В душу невольно закрадывалось сомнение: туда ли бредем? Наше доверие к Пономареву постепенно меркло. Он, должно быть, почувствовал это, остановился и, словно поддразнивая нас, плачущим голосом сказал:
— Ух ты, чижало! Придется малость передохнуть, а то сердчишко вот-вот выскочит. В прямом и в переносном…
Лица Валентина мы не видели, а он в этот момент, судя по всему, ехидно улыбался. «Мне все нипочем, не хнычьте и вы!» — так можно было расценить его поведение. Силен, бродяга! Тут рта раскрывать не хочется — от ветра захлебнешься, а ему, зубоскалу, хоть бы что.

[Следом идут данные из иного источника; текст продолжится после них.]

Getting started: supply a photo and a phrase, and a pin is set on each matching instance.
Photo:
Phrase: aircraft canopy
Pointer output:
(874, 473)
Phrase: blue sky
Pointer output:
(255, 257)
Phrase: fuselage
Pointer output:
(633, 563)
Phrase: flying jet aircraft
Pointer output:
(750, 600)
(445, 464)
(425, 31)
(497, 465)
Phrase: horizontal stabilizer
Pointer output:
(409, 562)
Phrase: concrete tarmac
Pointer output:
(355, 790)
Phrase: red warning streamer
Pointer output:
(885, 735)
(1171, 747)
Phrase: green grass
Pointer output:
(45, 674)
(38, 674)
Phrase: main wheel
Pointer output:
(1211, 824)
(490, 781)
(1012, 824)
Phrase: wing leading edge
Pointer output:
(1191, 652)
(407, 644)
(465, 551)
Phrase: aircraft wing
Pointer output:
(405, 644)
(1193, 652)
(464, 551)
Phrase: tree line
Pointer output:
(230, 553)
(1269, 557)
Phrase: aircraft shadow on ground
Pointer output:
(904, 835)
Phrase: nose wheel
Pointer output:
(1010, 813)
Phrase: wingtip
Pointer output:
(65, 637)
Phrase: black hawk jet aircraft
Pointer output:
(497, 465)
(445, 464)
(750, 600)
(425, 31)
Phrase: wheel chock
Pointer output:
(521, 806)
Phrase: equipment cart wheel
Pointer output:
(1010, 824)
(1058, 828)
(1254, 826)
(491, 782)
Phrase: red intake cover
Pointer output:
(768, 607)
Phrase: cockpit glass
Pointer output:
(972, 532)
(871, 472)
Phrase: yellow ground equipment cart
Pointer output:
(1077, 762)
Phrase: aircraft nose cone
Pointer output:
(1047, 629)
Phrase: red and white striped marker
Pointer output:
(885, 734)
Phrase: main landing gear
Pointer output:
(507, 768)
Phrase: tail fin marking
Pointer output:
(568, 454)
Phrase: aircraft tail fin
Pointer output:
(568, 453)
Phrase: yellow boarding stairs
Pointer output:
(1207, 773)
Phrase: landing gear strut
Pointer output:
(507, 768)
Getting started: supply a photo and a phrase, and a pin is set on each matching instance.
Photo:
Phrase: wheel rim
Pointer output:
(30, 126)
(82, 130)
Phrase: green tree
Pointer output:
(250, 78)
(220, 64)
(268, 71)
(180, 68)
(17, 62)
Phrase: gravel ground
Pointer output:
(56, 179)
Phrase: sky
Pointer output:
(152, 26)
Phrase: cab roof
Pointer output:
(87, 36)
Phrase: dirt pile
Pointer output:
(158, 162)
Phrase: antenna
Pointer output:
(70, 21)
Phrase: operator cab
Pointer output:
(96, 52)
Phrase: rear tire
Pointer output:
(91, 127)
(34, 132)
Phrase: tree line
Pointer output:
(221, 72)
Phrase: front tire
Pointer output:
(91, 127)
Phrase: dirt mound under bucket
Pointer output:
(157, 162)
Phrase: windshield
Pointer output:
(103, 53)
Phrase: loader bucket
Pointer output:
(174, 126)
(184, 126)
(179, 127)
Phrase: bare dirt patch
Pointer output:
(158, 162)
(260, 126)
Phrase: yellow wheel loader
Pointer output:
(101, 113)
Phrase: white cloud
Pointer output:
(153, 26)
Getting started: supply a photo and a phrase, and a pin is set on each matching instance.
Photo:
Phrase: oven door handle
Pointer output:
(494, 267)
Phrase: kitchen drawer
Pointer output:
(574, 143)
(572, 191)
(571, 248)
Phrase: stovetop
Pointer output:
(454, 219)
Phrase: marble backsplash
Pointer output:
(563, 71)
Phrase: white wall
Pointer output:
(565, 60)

— Признайся лучше, что не знаешь, куда идти, — зло огрызнулся Зубарев. Ему было еще тяжелее, чем нам: помимо чемодана он нес свой баян.
— Ты зато знаешь, — процедил Пономарев.
— Да уж как-нибудь, — глухо обронил Николай и, упрямо нагнув голову, зашагал куда-то вправо. Он не позвал нас за собой, даже не оглянулся, и мы нерешительно топтались на месте. Остановить его или догонять?
— Еще один Сусанин! — в сердцах пробормотал Шатохин, глядя в ту сторону, куда удалялся Зубарев. И вдруг обрадованно закричал: — Смотрите, огонь!